I have trouble picking a definite side on this issue. It’s so important to me that Fowler was able to gain access to information that a mainstream reporter couldn’t have gotten. I think both stories were very much worth knowing, but I still question Fowler’s ethics. I’ve learned countless times that disclosure is key in maintaining accountability, and Fowler really didn’t disclose much. That being said, I’m glad she reported what she did.

Becoming What We Fear

When someone utters the words “state-run media,” a negative picture appears. Instantly, our minds will gravitate to media censorship in China. In fact, it’s hard to find any article (in the US press) about the Chinese press that doesn’t decry the system for being state-run. The press in the United States is always looking for reasons to proclaim the merits of a “free and independent press” by comparing us to places like China, where the government wields strict control over what its citizenry sees.
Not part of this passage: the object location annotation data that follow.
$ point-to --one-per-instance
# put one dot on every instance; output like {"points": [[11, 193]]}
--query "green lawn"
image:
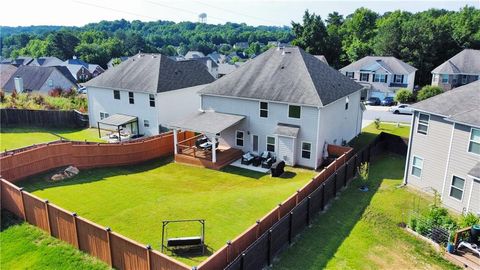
{"points": [[370, 132], [133, 200], [24, 246], [360, 230], [12, 138]]}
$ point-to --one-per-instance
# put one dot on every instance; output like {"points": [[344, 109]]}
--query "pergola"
{"points": [[209, 123], [118, 120]]}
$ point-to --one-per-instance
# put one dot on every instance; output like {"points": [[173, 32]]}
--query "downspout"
{"points": [[409, 150], [448, 161]]}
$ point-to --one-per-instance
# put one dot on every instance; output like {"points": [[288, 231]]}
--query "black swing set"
{"points": [[183, 243]]}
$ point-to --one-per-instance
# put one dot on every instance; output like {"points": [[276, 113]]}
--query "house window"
{"points": [[103, 115], [306, 150], [270, 144], [364, 77], [294, 111], [474, 144], [422, 126], [264, 109], [239, 138], [456, 190], [417, 166], [131, 99], [152, 100], [379, 77], [444, 78]]}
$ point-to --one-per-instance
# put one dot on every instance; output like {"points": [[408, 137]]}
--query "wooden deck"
{"points": [[225, 156]]}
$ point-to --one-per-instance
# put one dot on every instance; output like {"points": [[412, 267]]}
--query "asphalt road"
{"points": [[382, 112]]}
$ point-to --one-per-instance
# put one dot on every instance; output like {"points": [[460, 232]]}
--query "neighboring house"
{"points": [[284, 101], [444, 148], [42, 79], [381, 76], [194, 54], [49, 61], [6, 72], [110, 63], [461, 69], [211, 65], [81, 70], [151, 87]]}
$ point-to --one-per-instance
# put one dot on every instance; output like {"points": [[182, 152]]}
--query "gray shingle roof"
{"points": [[152, 73], [34, 77], [464, 62], [285, 75], [458, 105], [390, 63]]}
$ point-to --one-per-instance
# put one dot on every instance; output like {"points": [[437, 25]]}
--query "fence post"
{"points": [[269, 248], [308, 210], [74, 215], [48, 217], [149, 264], [290, 228], [108, 230], [23, 204]]}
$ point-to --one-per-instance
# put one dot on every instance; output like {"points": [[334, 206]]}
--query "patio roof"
{"points": [[208, 122], [118, 120], [287, 130]]}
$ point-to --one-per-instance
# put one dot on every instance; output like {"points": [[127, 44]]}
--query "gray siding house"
{"points": [[461, 69], [444, 148], [285, 101]]}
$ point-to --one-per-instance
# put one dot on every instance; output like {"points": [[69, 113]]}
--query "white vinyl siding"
{"points": [[457, 187], [417, 166], [474, 143]]}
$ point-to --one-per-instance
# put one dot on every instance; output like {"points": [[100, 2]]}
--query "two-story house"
{"points": [[150, 87], [381, 76], [444, 148], [284, 101], [461, 69]]}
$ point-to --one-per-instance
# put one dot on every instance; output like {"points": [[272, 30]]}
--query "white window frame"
{"points": [[472, 141], [288, 112], [425, 124], [309, 151], [265, 110], [274, 144], [242, 139], [412, 165], [452, 186]]}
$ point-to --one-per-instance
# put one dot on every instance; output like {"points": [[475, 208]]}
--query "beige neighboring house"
{"points": [[444, 148], [459, 70]]}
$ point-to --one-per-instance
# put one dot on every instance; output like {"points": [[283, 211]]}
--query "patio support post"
{"points": [[175, 141], [214, 148]]}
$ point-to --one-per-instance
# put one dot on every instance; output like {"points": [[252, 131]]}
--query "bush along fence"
{"points": [[43, 118], [259, 244]]}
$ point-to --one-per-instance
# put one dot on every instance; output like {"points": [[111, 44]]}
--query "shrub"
{"points": [[404, 96], [428, 91]]}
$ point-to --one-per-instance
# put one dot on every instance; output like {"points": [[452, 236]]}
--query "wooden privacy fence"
{"points": [[21, 163], [43, 118], [259, 244]]}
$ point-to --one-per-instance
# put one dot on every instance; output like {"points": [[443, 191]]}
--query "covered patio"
{"points": [[204, 149]]}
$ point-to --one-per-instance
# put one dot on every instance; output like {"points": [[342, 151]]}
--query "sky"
{"points": [[259, 12]]}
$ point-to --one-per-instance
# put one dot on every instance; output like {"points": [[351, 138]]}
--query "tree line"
{"points": [[423, 39]]}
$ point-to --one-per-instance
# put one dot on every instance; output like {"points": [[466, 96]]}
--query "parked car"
{"points": [[402, 108], [388, 101], [373, 101]]}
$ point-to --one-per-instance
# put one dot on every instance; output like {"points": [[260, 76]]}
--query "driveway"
{"points": [[382, 112]]}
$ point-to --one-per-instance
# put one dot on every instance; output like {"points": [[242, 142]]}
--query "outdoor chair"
{"points": [[247, 158]]}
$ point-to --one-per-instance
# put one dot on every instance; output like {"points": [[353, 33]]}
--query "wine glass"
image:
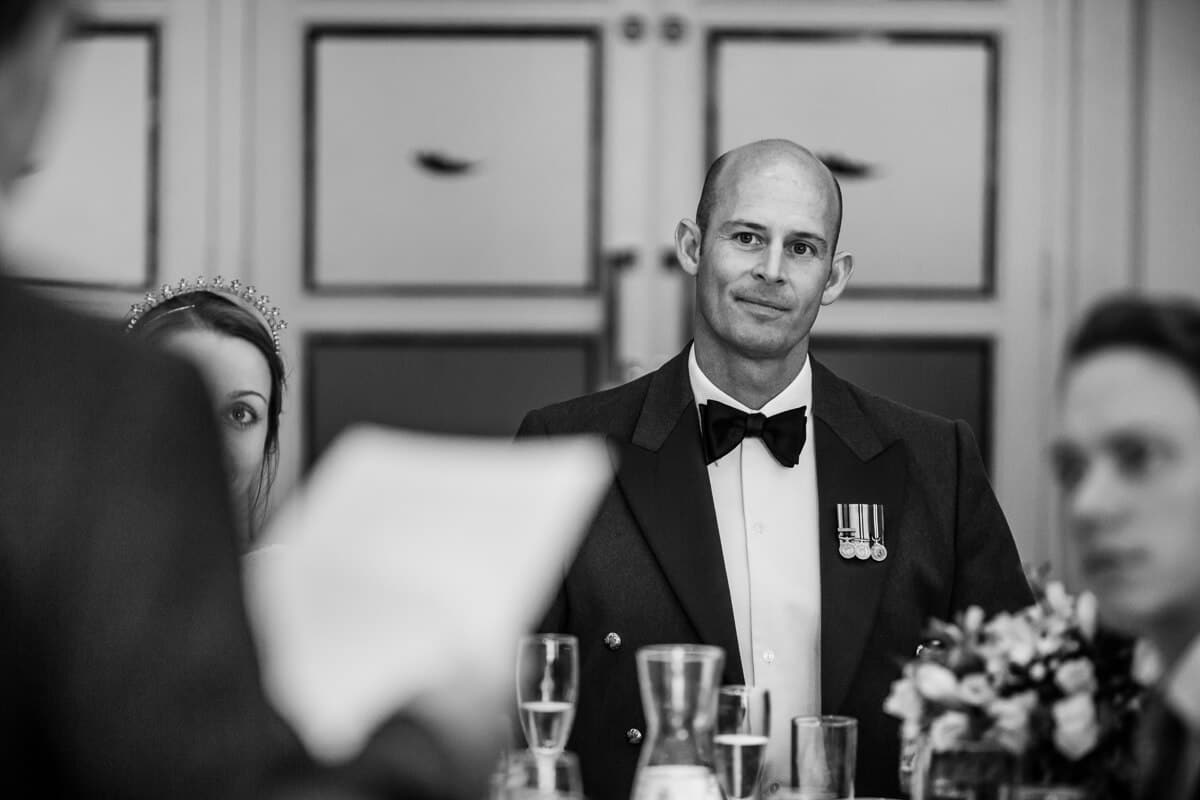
{"points": [[739, 745], [547, 683], [531, 776]]}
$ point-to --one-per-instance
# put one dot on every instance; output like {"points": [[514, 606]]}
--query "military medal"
{"points": [[861, 531], [879, 552], [846, 531]]}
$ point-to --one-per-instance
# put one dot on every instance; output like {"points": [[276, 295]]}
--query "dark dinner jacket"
{"points": [[652, 570], [127, 665]]}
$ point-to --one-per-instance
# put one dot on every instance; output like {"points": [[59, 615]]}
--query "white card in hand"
{"points": [[408, 555]]}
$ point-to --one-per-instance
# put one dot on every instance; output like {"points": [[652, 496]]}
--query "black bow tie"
{"points": [[724, 428]]}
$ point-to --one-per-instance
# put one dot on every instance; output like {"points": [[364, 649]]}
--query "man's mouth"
{"points": [[763, 302], [1102, 563]]}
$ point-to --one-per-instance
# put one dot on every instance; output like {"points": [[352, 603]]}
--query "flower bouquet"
{"points": [[1043, 684]]}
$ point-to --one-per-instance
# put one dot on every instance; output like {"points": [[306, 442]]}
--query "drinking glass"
{"points": [[547, 683], [825, 750], [739, 745], [531, 776]]}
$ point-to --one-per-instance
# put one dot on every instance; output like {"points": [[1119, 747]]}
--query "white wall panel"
{"points": [[87, 215], [454, 161], [915, 114]]}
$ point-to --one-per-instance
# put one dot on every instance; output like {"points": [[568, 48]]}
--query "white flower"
{"points": [[976, 690], [936, 683], [1049, 642], [1075, 675], [1075, 727], [904, 701], [1086, 614], [1011, 720], [1013, 713], [972, 620], [1013, 636], [1147, 663], [948, 731]]}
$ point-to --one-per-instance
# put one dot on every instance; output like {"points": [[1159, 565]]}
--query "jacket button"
{"points": [[930, 648]]}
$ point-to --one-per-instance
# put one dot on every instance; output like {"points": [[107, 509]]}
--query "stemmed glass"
{"points": [[739, 744], [541, 777], [547, 683]]}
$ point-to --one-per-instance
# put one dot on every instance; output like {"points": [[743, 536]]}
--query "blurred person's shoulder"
{"points": [[889, 417], [612, 411], [67, 356]]}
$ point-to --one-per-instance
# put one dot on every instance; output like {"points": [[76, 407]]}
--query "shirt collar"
{"points": [[1182, 686], [796, 395]]}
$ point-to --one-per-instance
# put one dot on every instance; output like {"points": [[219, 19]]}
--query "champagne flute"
{"points": [[547, 683], [541, 777], [739, 745]]}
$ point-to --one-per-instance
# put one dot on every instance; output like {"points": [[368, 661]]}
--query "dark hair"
{"points": [[708, 194], [1168, 328], [213, 312], [16, 17]]}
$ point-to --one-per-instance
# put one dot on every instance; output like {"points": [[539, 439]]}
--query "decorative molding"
{"points": [[591, 347], [981, 347]]}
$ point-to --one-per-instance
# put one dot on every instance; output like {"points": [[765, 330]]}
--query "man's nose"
{"points": [[771, 266]]}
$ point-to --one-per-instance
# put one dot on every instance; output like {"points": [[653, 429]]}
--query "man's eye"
{"points": [[1068, 469], [1134, 458]]}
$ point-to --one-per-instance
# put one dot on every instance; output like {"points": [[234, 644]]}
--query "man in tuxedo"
{"points": [[129, 668], [731, 519], [1128, 461]]}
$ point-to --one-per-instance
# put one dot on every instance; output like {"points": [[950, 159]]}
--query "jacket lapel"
{"points": [[853, 465], [664, 477]]}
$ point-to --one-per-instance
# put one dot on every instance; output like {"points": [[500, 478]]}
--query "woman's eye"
{"points": [[243, 415]]}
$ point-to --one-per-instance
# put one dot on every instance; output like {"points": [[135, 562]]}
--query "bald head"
{"points": [[761, 156]]}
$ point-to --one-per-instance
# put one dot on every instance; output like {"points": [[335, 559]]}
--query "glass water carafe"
{"points": [[679, 685]]}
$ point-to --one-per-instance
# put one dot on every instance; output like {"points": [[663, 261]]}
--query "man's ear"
{"points": [[839, 276], [688, 246]]}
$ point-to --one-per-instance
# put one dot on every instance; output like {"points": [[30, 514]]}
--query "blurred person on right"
{"points": [[1128, 462]]}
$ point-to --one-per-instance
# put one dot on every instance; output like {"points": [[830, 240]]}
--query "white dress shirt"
{"points": [[767, 518]]}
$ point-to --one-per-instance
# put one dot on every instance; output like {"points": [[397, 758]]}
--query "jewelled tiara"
{"points": [[244, 294]]}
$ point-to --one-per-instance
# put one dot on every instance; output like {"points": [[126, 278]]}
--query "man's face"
{"points": [[1129, 467], [766, 262], [27, 76]]}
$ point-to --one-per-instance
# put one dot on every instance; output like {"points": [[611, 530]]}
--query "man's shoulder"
{"points": [[42, 341], [611, 411], [71, 372], [892, 417]]}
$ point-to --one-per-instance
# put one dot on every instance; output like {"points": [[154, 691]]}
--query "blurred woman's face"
{"points": [[1129, 465], [239, 382]]}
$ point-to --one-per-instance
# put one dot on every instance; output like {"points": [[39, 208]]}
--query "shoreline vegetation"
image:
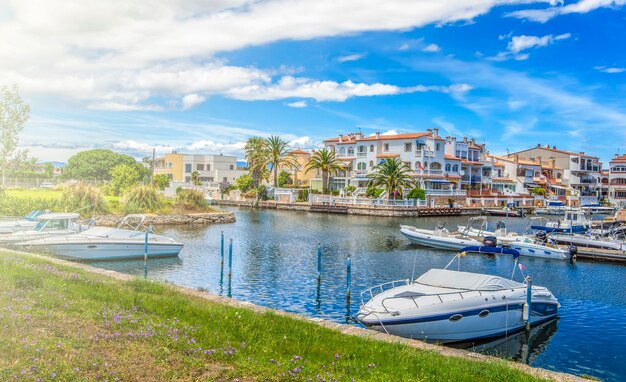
{"points": [[188, 207], [66, 321]]}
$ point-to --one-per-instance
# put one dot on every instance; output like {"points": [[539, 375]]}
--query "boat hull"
{"points": [[107, 251], [501, 320], [439, 242]]}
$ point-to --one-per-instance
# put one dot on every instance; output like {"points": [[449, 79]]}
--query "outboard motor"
{"points": [[490, 241]]}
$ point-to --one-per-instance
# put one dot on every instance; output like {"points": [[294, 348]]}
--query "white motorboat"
{"points": [[103, 243], [25, 223], [589, 241], [501, 233], [437, 238], [541, 247], [451, 306], [48, 225]]}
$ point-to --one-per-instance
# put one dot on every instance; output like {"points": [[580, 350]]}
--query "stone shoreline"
{"points": [[172, 219], [344, 329]]}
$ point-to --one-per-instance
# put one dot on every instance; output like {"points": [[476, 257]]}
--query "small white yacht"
{"points": [[48, 225], [104, 243], [25, 223], [439, 238], [450, 306]]}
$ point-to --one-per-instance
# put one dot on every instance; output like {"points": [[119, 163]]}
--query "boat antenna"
{"points": [[414, 262]]}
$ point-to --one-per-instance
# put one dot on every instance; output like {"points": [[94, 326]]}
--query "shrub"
{"points": [[141, 199], [123, 178], [417, 193], [83, 198], [161, 181], [191, 200], [303, 195]]}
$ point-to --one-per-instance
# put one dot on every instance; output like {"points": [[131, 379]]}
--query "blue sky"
{"points": [[203, 76]]}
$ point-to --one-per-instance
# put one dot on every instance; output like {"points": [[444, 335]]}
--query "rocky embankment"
{"points": [[171, 219]]}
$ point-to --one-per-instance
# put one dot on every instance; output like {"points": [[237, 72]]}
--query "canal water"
{"points": [[275, 265]]}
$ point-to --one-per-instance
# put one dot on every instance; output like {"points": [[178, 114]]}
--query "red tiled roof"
{"points": [[352, 140], [619, 159]]}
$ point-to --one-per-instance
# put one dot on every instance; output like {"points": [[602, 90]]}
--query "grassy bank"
{"points": [[19, 202], [62, 323]]}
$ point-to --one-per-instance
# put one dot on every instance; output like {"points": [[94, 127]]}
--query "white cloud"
{"points": [[298, 104], [520, 43], [432, 48], [582, 6], [610, 70], [121, 55], [192, 100], [351, 57], [321, 91]]}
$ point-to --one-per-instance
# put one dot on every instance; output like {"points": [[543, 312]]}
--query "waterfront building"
{"points": [[178, 167], [566, 174], [617, 181]]}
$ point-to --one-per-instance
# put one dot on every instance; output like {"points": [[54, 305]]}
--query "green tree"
{"points": [[393, 175], [123, 178], [278, 155], [195, 178], [417, 193], [327, 163], [161, 181], [98, 163], [13, 115], [244, 183], [284, 177], [257, 157]]}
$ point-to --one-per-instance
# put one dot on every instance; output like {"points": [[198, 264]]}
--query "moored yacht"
{"points": [[104, 243], [439, 238], [445, 306], [48, 225]]}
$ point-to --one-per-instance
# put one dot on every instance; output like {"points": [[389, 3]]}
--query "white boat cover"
{"points": [[465, 280]]}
These fears have manifested themselves at home as well, with pushes to defund NPR on claims that the government shouldn’t have influence over the news we receive, and that NPR is too close to a state-run model.

What we don’t realize is that we already have state-run media, just through the form of corporate ownership. If the media is only willing to report what people in power are saying, then our news is still controlled by the state. When’s the last time you’ve seen anything covered in the media that democrats and republicans agree upon (surveillance, capitalism as a system and the global economy’s negative impacts just to name a few?)

A perfect example of this is how the mainstream has covered the affairs surrounding Edward Snowden’s NSA leaks.

Jeff Cohen elaborates on the Huffington Post:

The Edward Snowden leaks have revealed a U.S. corporate media system at war with independent journalism. Many of the same outlets — especially TV news — that missed the Wall Street meltdown and cheer-led the Iraq invasion have come to resemble state-controlled media outlets in their near-total identification with the government as it pursues the now 30-year-old whistleblower.

While an independent journalism system would be dissecting the impacts of NSA surveillance on privacy rights, and separating fact from fiction, U.S. news networks have obsessed on questions like: How much damage has Snowden caused?How can he be brought to justice?

If our press is only willing to report what those in power say are OK, then our press is no better than the system we decry overseas. So long as corporate and political interest hold more weight than public interest, how can we hope to have a press that holds people in power accountable? It’s certainly a question worth asking.